Cameroun : des doutes grandissants autour de l’absence de Paul Biya
Quarante-cinq jours après le départ de Paul Biya pour un séjour privé en Europe, le Rassemblement démocratique du peuple camerounais (RDPC) a convoqué une réunion exceptionnelle de ses cadres dirigeants. Aucune communication officielle n’a précisé ni le motif ni la durée de cette absence, alimentant spéculations et demandes d’éclaircissements. Entre temps, le parti présidentiel assure que les institutions fonctionnent normalement, tandis que l’opposition exige des réponses sur l’exercice du pouvoir et les mécanismes en cas d’absence prolongée du chef de l’État.
- politique
Le secrétaire général du comité central du RDPC, Jean Nkuete, a organisé une « séance de travail stratégique » mercredi, selon un communiqué laconique. Aucun détail n’a été communiqué sur les sujets abordés ou les raisons de cette convocation. Le président Biya, âgé de 93 ans, a quitté le Cameroun le 7 juin pour ce qui avait été présenté comme un « bref séjour privé en Europe ». Pourtant, plus d’un mois et demi plus tard, aucune date de retour n’a été annoncée, laissant place à un vide informationnel propice aux interprétations.
Le RDPC tente de désamorcer les interrogations. Dans un éditorial diffusé le 15 juillet par L’Action, Christophe Mien Zok, directeur de la propagande du parti, a martelé que « le pouvoir reste intact » et que « le Lion n’est pas absent du pays », rejetant catégoriquement l’idée d’un Cameroun dirigé en « mode automatique ». Malgré cette rhétorique rassurante, les plateformes officielles de la présidence continuent d’afficher des messages signés Paul Biya, notamment des vœux adressés à Emmanuel Macron pour la fête nationale française et au président du Monténégro. Aucune activité publique du président n’a été rendue publique depuis son départ.

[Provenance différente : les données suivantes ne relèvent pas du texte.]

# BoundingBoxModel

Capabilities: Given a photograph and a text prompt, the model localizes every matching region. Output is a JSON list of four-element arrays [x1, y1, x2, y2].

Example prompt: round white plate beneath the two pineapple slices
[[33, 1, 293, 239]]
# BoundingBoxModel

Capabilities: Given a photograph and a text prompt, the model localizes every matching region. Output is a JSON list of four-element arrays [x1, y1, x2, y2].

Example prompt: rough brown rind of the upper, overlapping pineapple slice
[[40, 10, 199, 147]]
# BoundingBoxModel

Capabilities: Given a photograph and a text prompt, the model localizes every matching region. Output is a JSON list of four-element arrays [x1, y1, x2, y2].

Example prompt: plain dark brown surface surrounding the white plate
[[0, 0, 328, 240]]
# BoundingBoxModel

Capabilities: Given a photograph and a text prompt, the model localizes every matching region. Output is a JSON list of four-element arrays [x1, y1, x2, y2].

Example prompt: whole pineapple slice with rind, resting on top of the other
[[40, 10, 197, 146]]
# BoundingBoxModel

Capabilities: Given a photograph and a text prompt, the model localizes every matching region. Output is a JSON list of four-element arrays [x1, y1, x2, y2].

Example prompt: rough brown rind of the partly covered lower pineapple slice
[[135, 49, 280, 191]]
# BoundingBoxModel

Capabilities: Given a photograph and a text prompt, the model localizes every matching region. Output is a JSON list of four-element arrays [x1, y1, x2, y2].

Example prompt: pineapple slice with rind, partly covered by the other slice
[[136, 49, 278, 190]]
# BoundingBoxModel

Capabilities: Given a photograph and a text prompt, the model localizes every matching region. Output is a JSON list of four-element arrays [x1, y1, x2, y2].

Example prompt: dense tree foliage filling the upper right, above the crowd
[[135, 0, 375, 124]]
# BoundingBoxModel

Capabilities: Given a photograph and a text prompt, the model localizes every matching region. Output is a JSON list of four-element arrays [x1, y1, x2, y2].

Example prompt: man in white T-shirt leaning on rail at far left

L’opposition exige des réponses institutionnelles
L’absence prolongée du chef de l’État a exacerbé les revendications de l’opposition. Jean-Michel Nintcheu, député à l’Assemblée nationale, a sollicité une intervention du Conseil constitutionnel pour établir une éventuelle vacance de la présidence. L’Union démocratique du Cameroun (UDC) adopte une posture plus mesurée : le parti refuse de spéculer sur la santé ou la situation personnelle de Paul Biya, mais insiste sur la nécessité de clarifier les règles en cas d’empêchement temporaire. Dans un communiqué publié le 18 juillet, l’UDC rappelle que l’absence du président hors du territoire ne constitue pas, en soi, une vacance du pouvoir. Toutefois, elle souligne l’urgence de s’interroger sur l’exercice effectif des responsabilités présidentielles et sur les dispositifs prévus pour de telles situations.
Un vide juridique à combler
La Constitution camerounaise ne définit aucun seuil maximal pour une absence du président hors du pays. Cette lacune alimente les débats parmi les analystes, qui pointent l’absence de cadre légal pour déterminer à quel moment le Conseil constitutionnel devrait intervenir. L’UDC relève également un autre point de tension : le poste de vice-président, rétabli lors de la dernière révision constitutionnelle en avril, n’a toujours pas été pourvu. Le parti plaide pour une réforme urgente afin de préciser les procédures applicables en cas d’absence prolongée du chef de l’État. Depuis son accession au pouvoir en 1982, Paul Biya multiplie les séjours en Europe. Celui entamé le 7 juin s’avère, à ce jour, le plus long jamais enregistré, sans qu’aucune indication officielle n’ait été fournie sur son retour imminent.